Lichtsteiner allenatore: dal dilettantismo al Basilea in 63 giorni, sfida allo Young Boys
Lichtsteiner allenatore: dal dilettantismo al Basilea in 63 giorni, sfida allo Young Boys
Una scalata sorprendente che sta facendo parlare tutta l’Europa: Stephan Lichtsteiner è passato in appena 63 giorni dalla Prima Lega svizzera alla panchina del FC Basilea. Ora lo attende subito una prova ad altissima intensità contro lo BSC Young Boys.
Nuova avventura al Basilea: entusiasmo e ambizione
L’ex terzino di Juventus e Lazio ha iniziato con entusiasmo la sua nuova vita da allenatore: «Sono grato al Basilea per questa opportunità. È una sfida enorme, ma darò il massimo ogni giorno, seguendo la mia filosofia».
Un salto improvviso, senza preparazione e con pochi allenamenti: «Da zero a cento», come lo ha definito lo stesso Lichtsteiner.
Filosofia di gioco: intensità e spettacolo
Il calcio di Lichtsteiner punta su principi chiari: squadra dominante, ritmo alto e mentalità offensiva.
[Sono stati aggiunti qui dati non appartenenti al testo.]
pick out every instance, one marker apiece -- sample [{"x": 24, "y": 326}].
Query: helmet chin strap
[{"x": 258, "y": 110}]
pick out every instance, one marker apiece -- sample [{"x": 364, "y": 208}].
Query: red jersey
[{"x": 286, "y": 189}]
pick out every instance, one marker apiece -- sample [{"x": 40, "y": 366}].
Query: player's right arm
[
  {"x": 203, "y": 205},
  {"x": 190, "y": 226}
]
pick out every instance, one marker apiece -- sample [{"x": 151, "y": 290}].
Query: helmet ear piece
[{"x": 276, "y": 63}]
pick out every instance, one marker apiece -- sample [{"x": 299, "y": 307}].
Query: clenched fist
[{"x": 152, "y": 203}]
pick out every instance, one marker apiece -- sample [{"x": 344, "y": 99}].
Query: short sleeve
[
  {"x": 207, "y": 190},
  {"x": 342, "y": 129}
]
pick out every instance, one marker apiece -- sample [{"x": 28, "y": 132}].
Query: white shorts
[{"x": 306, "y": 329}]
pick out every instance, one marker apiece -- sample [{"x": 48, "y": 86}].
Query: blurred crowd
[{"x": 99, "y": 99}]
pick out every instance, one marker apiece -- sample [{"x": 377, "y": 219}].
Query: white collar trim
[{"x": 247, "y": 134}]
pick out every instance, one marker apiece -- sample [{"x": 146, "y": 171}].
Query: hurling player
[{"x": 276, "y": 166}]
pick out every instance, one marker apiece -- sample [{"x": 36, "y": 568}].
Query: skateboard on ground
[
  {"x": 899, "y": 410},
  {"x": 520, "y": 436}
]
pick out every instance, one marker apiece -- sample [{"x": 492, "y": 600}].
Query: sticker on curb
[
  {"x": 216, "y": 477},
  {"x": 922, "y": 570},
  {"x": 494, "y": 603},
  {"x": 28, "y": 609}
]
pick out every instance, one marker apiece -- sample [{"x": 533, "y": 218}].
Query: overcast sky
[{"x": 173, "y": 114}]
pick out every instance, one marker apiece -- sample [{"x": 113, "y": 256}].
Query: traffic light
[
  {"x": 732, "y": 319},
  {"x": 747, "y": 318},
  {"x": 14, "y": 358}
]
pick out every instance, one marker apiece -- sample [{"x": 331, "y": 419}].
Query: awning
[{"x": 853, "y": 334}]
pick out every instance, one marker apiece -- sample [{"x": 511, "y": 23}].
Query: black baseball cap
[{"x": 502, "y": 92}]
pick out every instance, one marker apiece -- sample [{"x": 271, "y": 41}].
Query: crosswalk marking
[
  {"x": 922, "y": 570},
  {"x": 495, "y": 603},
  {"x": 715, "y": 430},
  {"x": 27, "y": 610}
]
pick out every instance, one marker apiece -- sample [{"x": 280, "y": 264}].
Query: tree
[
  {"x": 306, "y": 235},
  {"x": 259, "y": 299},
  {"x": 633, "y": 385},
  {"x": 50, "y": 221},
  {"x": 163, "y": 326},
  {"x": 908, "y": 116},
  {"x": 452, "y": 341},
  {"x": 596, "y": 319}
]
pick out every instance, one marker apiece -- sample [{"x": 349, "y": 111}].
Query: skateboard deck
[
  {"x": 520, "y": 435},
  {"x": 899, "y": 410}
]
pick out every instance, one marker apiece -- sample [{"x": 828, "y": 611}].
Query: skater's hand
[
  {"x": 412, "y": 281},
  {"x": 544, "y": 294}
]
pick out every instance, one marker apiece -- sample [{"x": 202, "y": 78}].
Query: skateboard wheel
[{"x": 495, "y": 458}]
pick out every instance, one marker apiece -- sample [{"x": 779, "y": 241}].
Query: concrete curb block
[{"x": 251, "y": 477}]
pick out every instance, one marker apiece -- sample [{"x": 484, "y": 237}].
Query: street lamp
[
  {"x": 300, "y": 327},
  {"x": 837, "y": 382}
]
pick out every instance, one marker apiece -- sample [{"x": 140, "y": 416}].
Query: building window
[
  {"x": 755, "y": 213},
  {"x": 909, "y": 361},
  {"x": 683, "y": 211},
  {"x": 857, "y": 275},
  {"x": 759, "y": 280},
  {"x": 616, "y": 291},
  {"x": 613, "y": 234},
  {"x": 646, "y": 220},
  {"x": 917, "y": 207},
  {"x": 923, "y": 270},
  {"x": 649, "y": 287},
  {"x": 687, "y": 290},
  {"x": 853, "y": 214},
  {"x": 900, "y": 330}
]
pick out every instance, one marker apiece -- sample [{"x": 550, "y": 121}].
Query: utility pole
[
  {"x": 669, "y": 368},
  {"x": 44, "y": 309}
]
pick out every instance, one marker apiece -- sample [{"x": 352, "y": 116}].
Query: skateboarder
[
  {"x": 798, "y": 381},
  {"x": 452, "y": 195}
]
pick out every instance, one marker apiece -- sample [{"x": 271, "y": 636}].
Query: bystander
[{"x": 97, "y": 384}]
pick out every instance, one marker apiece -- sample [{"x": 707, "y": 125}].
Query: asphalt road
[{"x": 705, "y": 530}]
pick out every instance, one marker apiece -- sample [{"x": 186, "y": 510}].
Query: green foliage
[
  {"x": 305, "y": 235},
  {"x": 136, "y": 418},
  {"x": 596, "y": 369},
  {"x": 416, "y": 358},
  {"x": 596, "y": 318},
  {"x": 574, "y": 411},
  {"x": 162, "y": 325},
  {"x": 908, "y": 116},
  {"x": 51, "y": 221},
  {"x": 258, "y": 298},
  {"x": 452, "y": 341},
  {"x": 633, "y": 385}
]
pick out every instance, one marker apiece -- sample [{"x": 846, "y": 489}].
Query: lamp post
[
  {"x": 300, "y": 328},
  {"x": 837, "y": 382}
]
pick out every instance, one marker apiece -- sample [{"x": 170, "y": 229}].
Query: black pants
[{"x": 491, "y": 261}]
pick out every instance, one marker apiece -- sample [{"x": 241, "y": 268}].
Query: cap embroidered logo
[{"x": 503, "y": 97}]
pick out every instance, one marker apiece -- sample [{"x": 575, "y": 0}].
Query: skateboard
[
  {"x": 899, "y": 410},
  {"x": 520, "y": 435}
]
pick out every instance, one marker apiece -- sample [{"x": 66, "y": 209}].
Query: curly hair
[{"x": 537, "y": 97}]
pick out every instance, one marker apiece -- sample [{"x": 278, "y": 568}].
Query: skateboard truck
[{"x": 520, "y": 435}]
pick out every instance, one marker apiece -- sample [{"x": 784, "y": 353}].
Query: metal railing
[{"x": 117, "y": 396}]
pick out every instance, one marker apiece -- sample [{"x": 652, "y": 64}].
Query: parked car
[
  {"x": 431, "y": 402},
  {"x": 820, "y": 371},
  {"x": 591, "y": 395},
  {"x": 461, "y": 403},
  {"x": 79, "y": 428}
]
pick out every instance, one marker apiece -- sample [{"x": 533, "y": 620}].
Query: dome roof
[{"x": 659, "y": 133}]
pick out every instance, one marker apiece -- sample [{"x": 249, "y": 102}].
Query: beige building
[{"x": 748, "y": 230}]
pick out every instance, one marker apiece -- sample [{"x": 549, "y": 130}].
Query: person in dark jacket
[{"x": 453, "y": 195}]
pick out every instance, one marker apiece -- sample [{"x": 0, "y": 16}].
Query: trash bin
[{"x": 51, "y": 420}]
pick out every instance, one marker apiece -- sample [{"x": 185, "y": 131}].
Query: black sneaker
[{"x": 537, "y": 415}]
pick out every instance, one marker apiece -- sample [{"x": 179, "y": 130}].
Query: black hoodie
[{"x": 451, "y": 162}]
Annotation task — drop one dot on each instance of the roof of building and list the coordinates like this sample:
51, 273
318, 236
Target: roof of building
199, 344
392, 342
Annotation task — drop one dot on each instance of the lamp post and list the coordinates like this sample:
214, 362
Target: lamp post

L’obiettivo è duplice: vincere ed entusiasmare i tifosi. Il progetto del Basilea guarda al futuro con una squadra giovane, dinamica e coraggiosa, capace di valorizzare talenti interni e attrarre nuovi profili internazionali.
Modelli e ispirazioni: Conte e Allegri
Nel percorso di crescita da allenatore, Lichtsteiner si ispira a due grandi tecnici conosciuti in carriera: Antonio Conte e Massimiliano Allegri. Conte: simbolo di intensità, disciplina e mentalità vincente. Allegri: maestro nella gestione del gruppo e nell’adattabilità tattica ne parla a Corsport. «I loro punti di forza sono fonte di ispirazione per me. Sono entrambi dei vincitori, dei campioni. Ed entrambi sono stati fondamentali per la mia carriera da calciatore. Lavorerò sodo per avere una parabola da allenatore altrettanto di successo, anche se è molto difficile. Ma ero ambizioso e lo sono ancora».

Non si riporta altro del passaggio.